PM Modi set for second term with bigger mandate, sweeps Hindi heartland
Lok Sabha Election Results 2019: Amit Shah said the BJP has secured over 50 per cent of the popular vote in 17 states and union territories and reduced the Congress to a “big zero” in 17 states.
Narendra Modi will be Prime Minister again, sweeping back to power today with a majority bigger than in 2014. The BJP alone is set to win 303 seats and along with its allies is leading in or has won 348 seats, far beyond the 272 they needed for a majority in the Lok Sabha.
Chants of “Modi, Modi, Modi,” filed the air at the jam-packed BJP headquarters in Delhi, where the Prime Minister delivered his victory speech on Thursday evening. “We have to move ahead with humility...taking along even our rivals,” the Prime Minister said, also adding that “a country is run by consensus.”
BJP chief Amit Shah pointed out that the party had secured over 50 per cent of the popular vote in 17 states and union territories, reduced the Congress to a “big zero” in 17 states and expanded its footprint in states such as Bengal and Odisha.
Votes are still being counted and results had only been declared for 274 seats at 10.30 pm. The United Progressive Alliance (UPA) led by the Congress will not touch three figures for a second time running. The Congress is set to win 52 seats, only 7 more than the 44 it had won in 2014, when it posted its lowest tally ever. By current trends, the party will be the second largest in the Lok Sabha, but will again fall short of qualifying for the Leader of Opposition post (a party needs to win at least 10 per cent of the total 543 seats in parliament).
In the most brutal blow, party chief Rahul Gandhi trailed the BJP’s Smriti Irani through the day in Amethi, his constituency of 15 years and a family bastion. Conceding defeat, Rahul Gandhi congratulated Smriti Irani on her victory and asked her to “take care of Amethi with love”.
On the BJP’s big win, Rahul Gandhi congratulated PM Narendra Modi and declared “I will take responsibility” for the party’s debacle. But he declined to elaborate what it would imply, pointing that this was something between him and the Congress Working Committee, the party’s highest decision-making body. Later, the Congress said the panel would meet on Saturday.
Hours before, as it became clear that the BJP was set to register another humungous win, PM Modi tweeted, “India wins yet again.” Messages poured in from world leaders including Chinese President Xi Jinping, who was among the first to send a formal congratulatory note.

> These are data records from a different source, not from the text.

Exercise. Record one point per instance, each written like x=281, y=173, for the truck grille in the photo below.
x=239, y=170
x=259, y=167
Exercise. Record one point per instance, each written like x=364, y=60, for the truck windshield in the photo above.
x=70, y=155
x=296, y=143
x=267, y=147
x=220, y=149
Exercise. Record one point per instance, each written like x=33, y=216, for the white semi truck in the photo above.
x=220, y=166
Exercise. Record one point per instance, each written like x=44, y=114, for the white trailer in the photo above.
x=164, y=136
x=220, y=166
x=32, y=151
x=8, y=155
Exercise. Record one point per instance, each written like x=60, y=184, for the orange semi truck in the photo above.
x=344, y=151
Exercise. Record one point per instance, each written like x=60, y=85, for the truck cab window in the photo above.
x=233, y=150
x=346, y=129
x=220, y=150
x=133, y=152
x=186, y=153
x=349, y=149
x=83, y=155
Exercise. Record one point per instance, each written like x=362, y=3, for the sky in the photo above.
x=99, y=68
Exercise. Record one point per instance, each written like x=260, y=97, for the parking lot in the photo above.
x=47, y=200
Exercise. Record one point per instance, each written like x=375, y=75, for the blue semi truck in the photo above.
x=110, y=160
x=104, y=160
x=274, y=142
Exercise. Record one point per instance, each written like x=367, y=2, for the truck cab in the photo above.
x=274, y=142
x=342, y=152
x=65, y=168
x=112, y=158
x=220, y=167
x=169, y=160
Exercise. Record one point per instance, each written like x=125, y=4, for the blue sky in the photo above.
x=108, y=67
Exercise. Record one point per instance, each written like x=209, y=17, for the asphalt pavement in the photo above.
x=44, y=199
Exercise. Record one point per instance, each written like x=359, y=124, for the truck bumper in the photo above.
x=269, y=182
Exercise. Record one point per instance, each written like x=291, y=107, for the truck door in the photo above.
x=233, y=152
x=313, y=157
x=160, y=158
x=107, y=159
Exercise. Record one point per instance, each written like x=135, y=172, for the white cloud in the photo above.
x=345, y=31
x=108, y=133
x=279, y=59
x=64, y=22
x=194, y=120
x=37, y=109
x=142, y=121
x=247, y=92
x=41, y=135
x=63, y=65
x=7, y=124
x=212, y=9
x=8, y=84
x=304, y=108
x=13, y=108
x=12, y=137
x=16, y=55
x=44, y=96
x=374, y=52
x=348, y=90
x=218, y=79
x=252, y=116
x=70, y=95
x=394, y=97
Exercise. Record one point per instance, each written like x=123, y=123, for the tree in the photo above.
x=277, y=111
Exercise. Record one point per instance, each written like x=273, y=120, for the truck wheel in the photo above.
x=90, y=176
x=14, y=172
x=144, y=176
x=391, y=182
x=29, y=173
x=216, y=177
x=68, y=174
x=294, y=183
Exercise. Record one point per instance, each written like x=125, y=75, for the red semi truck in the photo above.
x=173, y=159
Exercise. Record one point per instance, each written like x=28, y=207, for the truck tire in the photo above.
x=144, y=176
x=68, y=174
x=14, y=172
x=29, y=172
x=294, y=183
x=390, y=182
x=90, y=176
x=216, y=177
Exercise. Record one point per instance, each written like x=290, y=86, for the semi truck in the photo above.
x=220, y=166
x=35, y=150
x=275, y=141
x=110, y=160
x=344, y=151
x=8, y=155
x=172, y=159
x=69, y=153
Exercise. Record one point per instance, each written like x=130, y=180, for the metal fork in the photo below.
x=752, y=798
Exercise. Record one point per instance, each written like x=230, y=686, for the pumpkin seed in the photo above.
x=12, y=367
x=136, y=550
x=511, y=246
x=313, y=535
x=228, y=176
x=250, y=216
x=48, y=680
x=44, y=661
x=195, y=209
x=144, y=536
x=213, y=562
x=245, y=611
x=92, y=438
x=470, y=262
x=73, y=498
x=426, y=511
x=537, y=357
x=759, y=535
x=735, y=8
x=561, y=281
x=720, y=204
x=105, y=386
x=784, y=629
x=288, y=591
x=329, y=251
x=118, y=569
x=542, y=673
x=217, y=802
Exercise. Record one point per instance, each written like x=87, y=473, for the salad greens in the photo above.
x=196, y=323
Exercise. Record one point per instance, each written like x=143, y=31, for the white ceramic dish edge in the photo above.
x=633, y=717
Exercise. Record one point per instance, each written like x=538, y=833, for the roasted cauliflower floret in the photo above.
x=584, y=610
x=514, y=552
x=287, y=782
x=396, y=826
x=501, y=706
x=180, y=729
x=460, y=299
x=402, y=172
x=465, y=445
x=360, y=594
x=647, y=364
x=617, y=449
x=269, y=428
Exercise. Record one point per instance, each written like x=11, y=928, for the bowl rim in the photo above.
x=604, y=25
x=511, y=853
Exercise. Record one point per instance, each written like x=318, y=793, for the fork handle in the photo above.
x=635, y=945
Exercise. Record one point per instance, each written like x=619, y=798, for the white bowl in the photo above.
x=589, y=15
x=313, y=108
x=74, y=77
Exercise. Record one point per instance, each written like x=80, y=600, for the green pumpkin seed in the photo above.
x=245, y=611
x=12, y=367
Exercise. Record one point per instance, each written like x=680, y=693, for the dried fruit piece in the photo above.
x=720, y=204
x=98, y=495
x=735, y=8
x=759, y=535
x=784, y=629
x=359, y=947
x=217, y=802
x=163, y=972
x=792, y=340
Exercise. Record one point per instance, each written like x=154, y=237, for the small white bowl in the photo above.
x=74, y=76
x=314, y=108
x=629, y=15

Votes are also being counted for four state elections today. Andhra Pradesh chief minister N Chandrababu Naidu has lost power in Andhra Pradesh to the 46-year-old Jagan Mohan Reddy of the YSR Congress, which will not only form government in the state with an emphatic win, but is also set to be the fourth largest party in Parliament along with the Trinamool, leading in 22 seats from the state.
Naveen Patnaik’s Biju Janata Dal is winning Odisha and is set to form government for a fifth straight term.
A major contribution to the BJP’s mega performance today has come from the Hindi heartland states of Madhya Pradesh, Chhattisgarh and Rajasthan, which the party had swept in 2014 but lost to the Congress in assembly elections recently. The party has also made serious inroads in Mamata Banerjee’s West Bengal and has managed to minimise losses in Uttar Pradesh despite a formidable challenge from an alliance between regional heavyweights, Mayawati’s Bahujan Samaj Party and the Samajwadi Party.
Mamata Banerjee’s Trinamool Congress is leading in 22 seats and the BJP in 18 in West Bengal. In the 2014 elections, the BJP had won just two seats in the state, Mamata’s party had won 34.
Counting of votes had started at 8 am amid tight security after the Home Ministry in Delhi sounded a nationwide alert over fears of violence. The process has been a little slow.
The battle also assumed distinct forms in distinct states where the BJP was taking on a range of regional formations, from the Samajwadi Party -Bahujan Samaj Party -Rashtriya Lok Dal alliance in Uttar Pradesh to the Trinamool Congress in West Bengal or the Biju Janata Dal in Odisha. In some other states, particularly in the south, the battle was between distinct regional formations.
The elections, held over seven phases, in 542 constituencies, witnessed the highest ever turnout in Indian history at 67.1% beating the previous record of 66.4% in the 2014 polls.